IRS data for the first six months of fiscal 2004 show that the annual pace of audits for all corporations has continued to drop, and is running 26 percent below what it was in FY 2003 so far, according to Syracuse University's Transactional Records Access Clearinghouse. Similarly, TRAC reported that the actual hours spent examining corporate tax returns during the first half of the year is running 30 percent below last year's pace.
During the first half of 2004, the IRS spent 1,877,388 hours auditing 7,794 corporations and recommended additional taxes of $4,333,287,919, down 36 percent from the pace reported during the previous year.
TRAC said that its results are based on six-month audit data provided by the IRS last week, and noted that the figures, particularly for dollar amounts, can be sensitive to a few individual cases with unusually large tax adjustments, so audit trends for a full fiscal year need to be examined for a "definitive verdict." TRAC said that the IRS wouldn't release nine-month or later figures and withheld details on how the underlying numbers were derived.
IRS officials could not be reached for comment. However, in a report by the Associated Press, IRS spokesman Terry Lemons questioned the findings, saying it was "wrong to make any kind of sweeping projections'' based on the first six months of the year. Noting that many audits of large corporations are closed during the third and fourth quarters, Lemons also predicted that, in contrast to the TRAC findings, the total audit rate will be up this year, and said overall enforcement revenue collected by the IRS would reach a record $40 billion this year, AP reported.
The audit pace varied widely with the size of the corporation, TRAC noted. Audits of corporations with up to $10 million in assets during the first half were off 45 percent from last year, though the amount of time spent was up 17 percent.
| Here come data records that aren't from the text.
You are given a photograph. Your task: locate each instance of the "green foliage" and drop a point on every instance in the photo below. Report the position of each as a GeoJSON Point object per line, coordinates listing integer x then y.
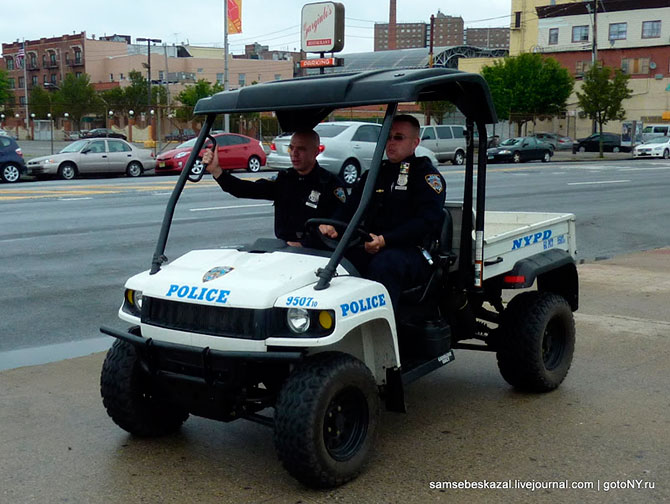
{"type": "Point", "coordinates": [602, 94]}
{"type": "Point", "coordinates": [437, 109]}
{"type": "Point", "coordinates": [528, 85]}
{"type": "Point", "coordinates": [76, 97]}
{"type": "Point", "coordinates": [190, 96]}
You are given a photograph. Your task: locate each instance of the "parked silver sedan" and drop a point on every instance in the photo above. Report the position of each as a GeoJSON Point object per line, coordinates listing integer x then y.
{"type": "Point", "coordinates": [99, 155]}
{"type": "Point", "coordinates": [346, 149]}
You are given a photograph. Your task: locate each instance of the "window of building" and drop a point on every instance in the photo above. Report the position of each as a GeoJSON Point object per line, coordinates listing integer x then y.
{"type": "Point", "coordinates": [580, 33]}
{"type": "Point", "coordinates": [651, 29]}
{"type": "Point", "coordinates": [581, 67]}
{"type": "Point", "coordinates": [633, 66]}
{"type": "Point", "coordinates": [618, 31]}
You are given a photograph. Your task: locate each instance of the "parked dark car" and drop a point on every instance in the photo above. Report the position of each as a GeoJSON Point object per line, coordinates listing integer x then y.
{"type": "Point", "coordinates": [102, 133]}
{"type": "Point", "coordinates": [520, 149]}
{"type": "Point", "coordinates": [12, 164]}
{"type": "Point", "coordinates": [180, 135]}
{"type": "Point", "coordinates": [611, 143]}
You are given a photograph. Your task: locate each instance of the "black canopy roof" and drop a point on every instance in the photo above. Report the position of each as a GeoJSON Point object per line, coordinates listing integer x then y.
{"type": "Point", "coordinates": [304, 102]}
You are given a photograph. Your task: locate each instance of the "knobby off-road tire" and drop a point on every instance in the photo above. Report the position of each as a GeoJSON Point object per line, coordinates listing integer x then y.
{"type": "Point", "coordinates": [325, 420]}
{"type": "Point", "coordinates": [127, 398]}
{"type": "Point", "coordinates": [537, 341]}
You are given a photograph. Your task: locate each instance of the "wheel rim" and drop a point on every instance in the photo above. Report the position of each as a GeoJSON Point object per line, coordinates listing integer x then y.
{"type": "Point", "coordinates": [254, 164]}
{"type": "Point", "coordinates": [134, 170]}
{"type": "Point", "coordinates": [350, 173]}
{"type": "Point", "coordinates": [67, 172]}
{"type": "Point", "coordinates": [553, 344]}
{"type": "Point", "coordinates": [345, 424]}
{"type": "Point", "coordinates": [11, 173]}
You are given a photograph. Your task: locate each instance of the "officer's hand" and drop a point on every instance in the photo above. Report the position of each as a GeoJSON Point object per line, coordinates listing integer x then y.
{"type": "Point", "coordinates": [212, 163]}
{"type": "Point", "coordinates": [375, 245]}
{"type": "Point", "coordinates": [328, 230]}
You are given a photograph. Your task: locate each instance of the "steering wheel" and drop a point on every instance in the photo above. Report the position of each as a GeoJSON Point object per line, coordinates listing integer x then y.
{"type": "Point", "coordinates": [196, 172]}
{"type": "Point", "coordinates": [360, 234]}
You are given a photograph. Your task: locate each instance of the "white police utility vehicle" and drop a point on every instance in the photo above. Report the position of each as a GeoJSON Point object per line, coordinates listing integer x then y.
{"type": "Point", "coordinates": [296, 339]}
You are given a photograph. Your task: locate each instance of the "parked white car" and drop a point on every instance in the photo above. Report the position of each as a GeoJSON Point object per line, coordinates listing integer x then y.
{"type": "Point", "coordinates": [98, 155]}
{"type": "Point", "coordinates": [346, 149]}
{"type": "Point", "coordinates": [655, 147]}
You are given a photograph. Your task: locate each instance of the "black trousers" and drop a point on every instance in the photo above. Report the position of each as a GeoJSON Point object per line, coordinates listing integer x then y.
{"type": "Point", "coordinates": [396, 268]}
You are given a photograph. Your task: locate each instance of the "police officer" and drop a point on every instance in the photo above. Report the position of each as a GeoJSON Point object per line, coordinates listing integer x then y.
{"type": "Point", "coordinates": [303, 192]}
{"type": "Point", "coordinates": [404, 214]}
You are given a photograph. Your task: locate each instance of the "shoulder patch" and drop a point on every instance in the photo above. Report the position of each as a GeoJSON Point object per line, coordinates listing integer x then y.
{"type": "Point", "coordinates": [340, 194]}
{"type": "Point", "coordinates": [435, 182]}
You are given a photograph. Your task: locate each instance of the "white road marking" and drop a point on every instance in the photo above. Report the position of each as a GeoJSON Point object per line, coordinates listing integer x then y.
{"type": "Point", "coordinates": [227, 207]}
{"type": "Point", "coordinates": [600, 182]}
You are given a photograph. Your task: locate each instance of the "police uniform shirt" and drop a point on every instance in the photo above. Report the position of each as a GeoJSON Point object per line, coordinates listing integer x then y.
{"type": "Point", "coordinates": [296, 198]}
{"type": "Point", "coordinates": [406, 205]}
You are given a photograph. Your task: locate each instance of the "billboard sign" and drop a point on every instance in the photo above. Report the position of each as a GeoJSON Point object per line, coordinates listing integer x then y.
{"type": "Point", "coordinates": [322, 27]}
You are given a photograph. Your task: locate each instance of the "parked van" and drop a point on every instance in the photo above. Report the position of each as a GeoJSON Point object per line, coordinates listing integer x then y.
{"type": "Point", "coordinates": [446, 141]}
{"type": "Point", "coordinates": [650, 131]}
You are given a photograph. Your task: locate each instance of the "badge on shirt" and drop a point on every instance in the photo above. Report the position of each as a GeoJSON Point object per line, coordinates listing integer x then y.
{"type": "Point", "coordinates": [435, 181]}
{"type": "Point", "coordinates": [340, 194]}
{"type": "Point", "coordinates": [313, 199]}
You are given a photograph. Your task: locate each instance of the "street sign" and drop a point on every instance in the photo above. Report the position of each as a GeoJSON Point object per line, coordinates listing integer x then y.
{"type": "Point", "coordinates": [322, 27]}
{"type": "Point", "coordinates": [320, 62]}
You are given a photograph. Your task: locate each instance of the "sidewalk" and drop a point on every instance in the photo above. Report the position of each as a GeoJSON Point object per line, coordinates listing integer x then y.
{"type": "Point", "coordinates": [608, 420]}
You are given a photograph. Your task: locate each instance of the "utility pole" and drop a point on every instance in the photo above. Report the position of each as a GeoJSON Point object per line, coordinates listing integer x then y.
{"type": "Point", "coordinates": [148, 41]}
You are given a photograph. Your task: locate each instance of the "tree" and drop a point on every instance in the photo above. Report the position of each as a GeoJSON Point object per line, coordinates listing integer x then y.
{"type": "Point", "coordinates": [190, 96]}
{"type": "Point", "coordinates": [76, 97]}
{"type": "Point", "coordinates": [602, 96]}
{"type": "Point", "coordinates": [528, 85]}
{"type": "Point", "coordinates": [437, 109]}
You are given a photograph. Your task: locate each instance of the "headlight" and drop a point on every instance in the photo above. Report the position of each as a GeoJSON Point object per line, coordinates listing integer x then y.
{"type": "Point", "coordinates": [132, 303]}
{"type": "Point", "coordinates": [298, 320]}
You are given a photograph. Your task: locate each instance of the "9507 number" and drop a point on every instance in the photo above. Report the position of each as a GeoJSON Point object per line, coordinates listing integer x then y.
{"type": "Point", "coordinates": [301, 301]}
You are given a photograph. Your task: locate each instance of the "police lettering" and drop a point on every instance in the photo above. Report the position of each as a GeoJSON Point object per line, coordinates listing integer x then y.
{"type": "Point", "coordinates": [363, 304]}
{"type": "Point", "coordinates": [198, 293]}
{"type": "Point", "coordinates": [531, 239]}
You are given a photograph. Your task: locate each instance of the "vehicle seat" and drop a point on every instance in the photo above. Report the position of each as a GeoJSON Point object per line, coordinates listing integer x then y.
{"type": "Point", "coordinates": [443, 257]}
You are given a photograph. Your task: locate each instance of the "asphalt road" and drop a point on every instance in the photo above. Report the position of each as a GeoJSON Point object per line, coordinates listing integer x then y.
{"type": "Point", "coordinates": [67, 248]}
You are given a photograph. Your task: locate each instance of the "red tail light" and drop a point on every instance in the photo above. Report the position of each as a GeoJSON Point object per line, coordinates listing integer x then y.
{"type": "Point", "coordinates": [514, 279]}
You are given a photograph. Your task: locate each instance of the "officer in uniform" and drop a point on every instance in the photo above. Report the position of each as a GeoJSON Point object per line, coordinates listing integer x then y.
{"type": "Point", "coordinates": [302, 192]}
{"type": "Point", "coordinates": [404, 215]}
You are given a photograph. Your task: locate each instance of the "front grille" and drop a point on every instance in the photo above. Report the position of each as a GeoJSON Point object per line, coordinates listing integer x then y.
{"type": "Point", "coordinates": [243, 323]}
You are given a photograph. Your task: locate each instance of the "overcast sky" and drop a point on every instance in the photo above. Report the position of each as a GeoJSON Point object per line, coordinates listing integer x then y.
{"type": "Point", "coordinates": [270, 22]}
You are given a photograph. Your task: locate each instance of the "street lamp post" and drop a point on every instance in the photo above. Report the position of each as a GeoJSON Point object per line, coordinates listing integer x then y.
{"type": "Point", "coordinates": [51, 131]}
{"type": "Point", "coordinates": [131, 113]}
{"type": "Point", "coordinates": [148, 41]}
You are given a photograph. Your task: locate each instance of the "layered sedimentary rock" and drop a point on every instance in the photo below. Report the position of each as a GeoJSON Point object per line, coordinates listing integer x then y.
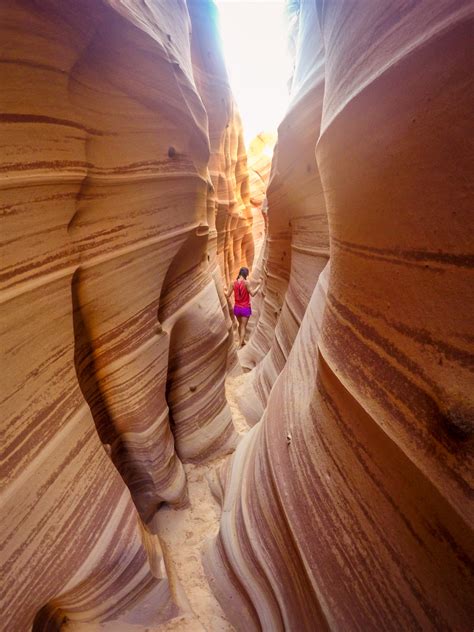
{"type": "Point", "coordinates": [349, 505]}
{"type": "Point", "coordinates": [110, 310]}
{"type": "Point", "coordinates": [297, 248]}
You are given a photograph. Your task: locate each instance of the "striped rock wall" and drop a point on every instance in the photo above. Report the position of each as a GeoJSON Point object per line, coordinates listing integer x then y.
{"type": "Point", "coordinates": [114, 339]}
{"type": "Point", "coordinates": [349, 505]}
{"type": "Point", "coordinates": [297, 247]}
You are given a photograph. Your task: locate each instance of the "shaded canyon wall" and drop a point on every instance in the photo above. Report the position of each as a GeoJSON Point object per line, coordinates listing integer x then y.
{"type": "Point", "coordinates": [123, 186]}
{"type": "Point", "coordinates": [348, 506]}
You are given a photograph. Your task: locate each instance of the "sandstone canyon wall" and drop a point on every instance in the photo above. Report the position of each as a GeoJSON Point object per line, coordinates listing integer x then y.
{"type": "Point", "coordinates": [297, 246]}
{"type": "Point", "coordinates": [123, 187]}
{"type": "Point", "coordinates": [349, 505]}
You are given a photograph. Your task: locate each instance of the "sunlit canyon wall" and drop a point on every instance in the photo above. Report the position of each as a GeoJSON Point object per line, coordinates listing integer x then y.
{"type": "Point", "coordinates": [123, 186]}
{"type": "Point", "coordinates": [348, 506]}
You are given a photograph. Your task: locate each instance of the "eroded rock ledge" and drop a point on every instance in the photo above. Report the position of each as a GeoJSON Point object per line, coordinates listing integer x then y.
{"type": "Point", "coordinates": [124, 193]}
{"type": "Point", "coordinates": [349, 504]}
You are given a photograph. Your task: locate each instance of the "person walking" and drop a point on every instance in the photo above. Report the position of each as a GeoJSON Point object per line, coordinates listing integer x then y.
{"type": "Point", "coordinates": [242, 307]}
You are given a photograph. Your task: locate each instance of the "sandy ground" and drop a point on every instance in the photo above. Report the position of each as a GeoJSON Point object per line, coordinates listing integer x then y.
{"type": "Point", "coordinates": [182, 535]}
{"type": "Point", "coordinates": [184, 532]}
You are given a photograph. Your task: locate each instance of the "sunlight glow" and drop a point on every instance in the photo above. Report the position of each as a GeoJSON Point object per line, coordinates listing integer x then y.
{"type": "Point", "coordinates": [254, 35]}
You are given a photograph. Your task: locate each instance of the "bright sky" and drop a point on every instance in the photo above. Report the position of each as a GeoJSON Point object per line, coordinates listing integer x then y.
{"type": "Point", "coordinates": [254, 34]}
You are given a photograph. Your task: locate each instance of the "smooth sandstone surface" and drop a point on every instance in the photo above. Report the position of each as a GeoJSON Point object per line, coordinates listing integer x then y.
{"type": "Point", "coordinates": [297, 246]}
{"type": "Point", "coordinates": [115, 331]}
{"type": "Point", "coordinates": [348, 506]}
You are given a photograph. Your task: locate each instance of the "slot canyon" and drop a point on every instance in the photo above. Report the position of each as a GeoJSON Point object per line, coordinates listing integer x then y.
{"type": "Point", "coordinates": [154, 476]}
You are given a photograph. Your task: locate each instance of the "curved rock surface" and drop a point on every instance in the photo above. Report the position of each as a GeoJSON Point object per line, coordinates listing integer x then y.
{"type": "Point", "coordinates": [113, 330]}
{"type": "Point", "coordinates": [349, 505]}
{"type": "Point", "coordinates": [297, 248]}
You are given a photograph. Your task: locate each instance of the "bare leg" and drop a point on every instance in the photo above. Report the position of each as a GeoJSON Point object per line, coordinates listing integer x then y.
{"type": "Point", "coordinates": [243, 330]}
{"type": "Point", "coordinates": [239, 320]}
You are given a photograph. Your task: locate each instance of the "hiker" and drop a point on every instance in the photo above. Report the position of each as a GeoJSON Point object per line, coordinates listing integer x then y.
{"type": "Point", "coordinates": [242, 308]}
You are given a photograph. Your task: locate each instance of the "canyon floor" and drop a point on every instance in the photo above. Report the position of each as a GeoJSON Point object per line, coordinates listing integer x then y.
{"type": "Point", "coordinates": [184, 532]}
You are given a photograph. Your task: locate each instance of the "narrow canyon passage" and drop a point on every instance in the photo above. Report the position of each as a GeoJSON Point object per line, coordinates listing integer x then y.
{"type": "Point", "coordinates": [153, 475]}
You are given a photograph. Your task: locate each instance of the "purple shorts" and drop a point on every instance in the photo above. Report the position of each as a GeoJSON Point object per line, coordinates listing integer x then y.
{"type": "Point", "coordinates": [242, 311]}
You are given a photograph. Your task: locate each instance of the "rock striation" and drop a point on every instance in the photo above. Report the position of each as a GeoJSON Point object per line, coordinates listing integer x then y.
{"type": "Point", "coordinates": [348, 506]}
{"type": "Point", "coordinates": [297, 247]}
{"type": "Point", "coordinates": [123, 185]}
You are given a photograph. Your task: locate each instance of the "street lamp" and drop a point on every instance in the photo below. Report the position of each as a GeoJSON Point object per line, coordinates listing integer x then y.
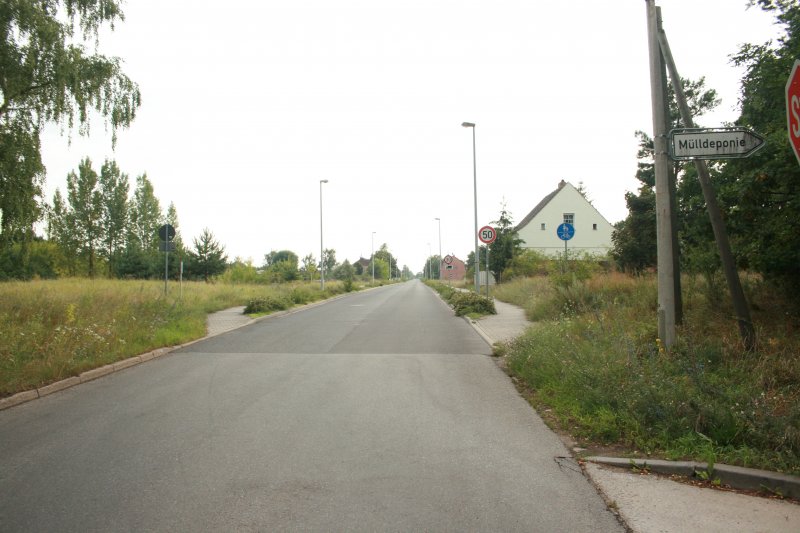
{"type": "Point", "coordinates": [430, 273]}
{"type": "Point", "coordinates": [475, 189]}
{"type": "Point", "coordinates": [439, 220]}
{"type": "Point", "coordinates": [321, 256]}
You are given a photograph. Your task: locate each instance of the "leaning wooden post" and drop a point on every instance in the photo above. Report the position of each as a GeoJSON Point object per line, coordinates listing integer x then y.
{"type": "Point", "coordinates": [666, 295]}
{"type": "Point", "coordinates": [746, 329]}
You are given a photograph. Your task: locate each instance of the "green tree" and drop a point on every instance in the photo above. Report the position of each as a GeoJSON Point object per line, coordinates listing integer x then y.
{"type": "Point", "coordinates": [180, 249]}
{"type": "Point", "coordinates": [141, 258]}
{"type": "Point", "coordinates": [346, 273]}
{"type": "Point", "coordinates": [21, 180]}
{"type": "Point", "coordinates": [309, 268]}
{"type": "Point", "coordinates": [208, 258]}
{"type": "Point", "coordinates": [114, 189]}
{"type": "Point", "coordinates": [281, 266]}
{"type": "Point", "coordinates": [329, 257]}
{"type": "Point", "coordinates": [60, 229]}
{"type": "Point", "coordinates": [46, 75]}
{"type": "Point", "coordinates": [386, 256]}
{"type": "Point", "coordinates": [762, 192]}
{"type": "Point", "coordinates": [634, 239]}
{"type": "Point", "coordinates": [506, 246]}
{"type": "Point", "coordinates": [86, 211]}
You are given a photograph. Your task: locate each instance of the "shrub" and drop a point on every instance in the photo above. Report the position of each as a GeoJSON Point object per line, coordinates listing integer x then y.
{"type": "Point", "coordinates": [465, 303]}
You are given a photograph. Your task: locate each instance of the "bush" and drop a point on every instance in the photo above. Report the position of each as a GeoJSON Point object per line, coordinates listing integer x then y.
{"type": "Point", "coordinates": [462, 302]}
{"type": "Point", "coordinates": [267, 304]}
{"type": "Point", "coordinates": [465, 303]}
{"type": "Point", "coordinates": [595, 360]}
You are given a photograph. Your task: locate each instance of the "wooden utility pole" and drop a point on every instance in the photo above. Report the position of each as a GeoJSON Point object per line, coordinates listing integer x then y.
{"type": "Point", "coordinates": [746, 329]}
{"type": "Point", "coordinates": [666, 275]}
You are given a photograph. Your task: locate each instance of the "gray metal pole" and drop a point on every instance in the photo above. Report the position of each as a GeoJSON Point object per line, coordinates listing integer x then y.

Among corporations with between $10 million and $50 million in assets, the number of audits jumped 40 percent over last year's levels, while time spent was down 10 percent. For companies with between $50 million and $100 million in assets, the pace of audits was up 3.3 percent, while time spent dropped 19 percent, and for companies with between $100 million and $250 million, audits were down 1.6 percent and time spent was down 25 percent. For the largest corporations ($250 million in assets or more) the pace fell 1.4 percent and time spent fell 33 percent.
"Because most of the additional taxes recommended in the corporate area are derived from the audits of the largest corporations, the decline in the apparent thoroughness of the audits of these entities may well be a factor in the substantial reduction of the additional taxes the IRS concluded were due from corporations," TRAC said.